Tue Oct 27 12:52:46 PDT 2015

Tim,

Am 27.10.2015 um 20:01 schrieb Tim Harvey:
> I'm not understanding what is making you say that the issue I
> encountered is 'not' the unstable bits issue described at
> http://www.linux-mtd.infradead.org/doc/ubifs.html#L_unstable_bits? My
> understanding is that the 'unstable bit' issue refers to bits which
> are truly unstable and can read either way each and every read due to
> not getting properly erased/written.

You are right. I was sorting out the unstable bits issue a bit too
early. I'm sorry.
Let's double check. Can you enable UBI verbose logging while testing?
Such that we can see which blocks were written/erased while the power cut
happened?

> If I understand what you are saying you are thinking that my issue is
> instead the result of a never-used PEB that had bit-flips from the
> manufacturer in which case the bits would read the same every time?
> How can we know this PEB was never before used and isn't one that was
> being erased/written during a power cut?

I've seen bit flips on cheap SLC NANDs which came out of a sudden.
According to the FAE I was talking to this is legit for NAND
as long the flipping bits are fixable by the ECC engine.

> In my test scenario where the rootfs is mounted from the kernel
> read-only, but later mounted read-write by userspace (yet not being
> specifically written to by userspace) then power-cut should 'any' NAND
> writes would be occurring at all? And if not as I suspect, then how
> could a subsequent boot end up using a PEB that may have been never
> previously used and have bit-flips from the manufacturer?
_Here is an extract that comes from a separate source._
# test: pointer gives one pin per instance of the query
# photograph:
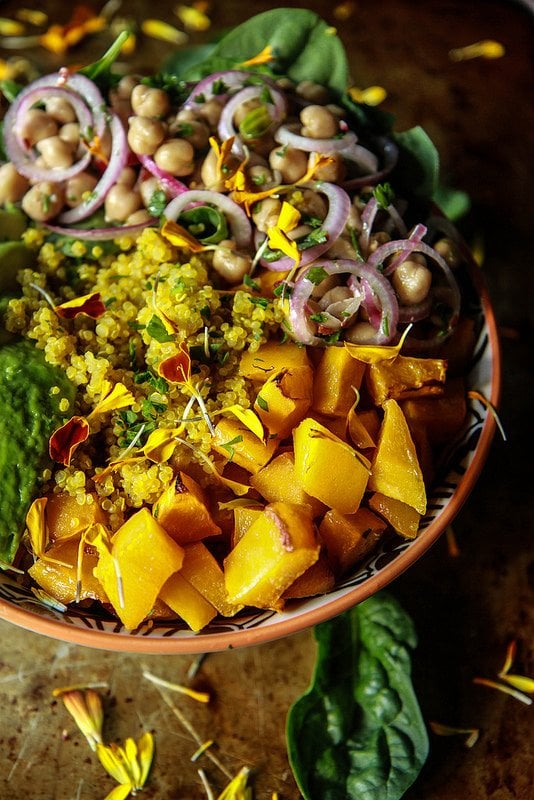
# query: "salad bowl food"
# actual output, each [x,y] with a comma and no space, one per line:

UBIFS's has a wandering journal. During the remount it moved maybe.
But for a more expressive analysis I'd need a nanddump to find out which
blocks are in which role.
Can you share the nanddump?

> Should we be doing an erase block on every NAND block during our board
> manufacturing process to avoid this?

Sorry, I don't understand this sentence.
Do you mean a full erasure of the whole NAND?
If so, it would not help as the bit flips can come later.
(Without writing/erasing the block)
The root cause is that your NFC cannot correct bit flips on empty pages.

> It sounds like this 'unexpected bit-flips on erased pages from the
> mfg' issue is a ticking time-bomb for people using ubi/ubifs NAND.
> Shouldn't the http://www.linux-mtd.infradead.org/doc/ubifs.html page
> be updated to refer to this known issue as well as the unstable bit
> issue?

As I said the root cause is that some NFCs cannot correct bit flips on empty
pages.
Instead of putting warnings to ubifs.html I'd love to see a solution on the
said drivers or MTD core.

> I can add some debugging to find out - what specifically would be
> helpful to add?

A hexdump of the buffer would be a good start.

> Thanks for the help!

Thanks for sharing your issues. This is the only way
to address them.
That said, as far on no board I had access to I was able to reproduce the unstable bits
issue. It was always something else.

Thanks,
//richard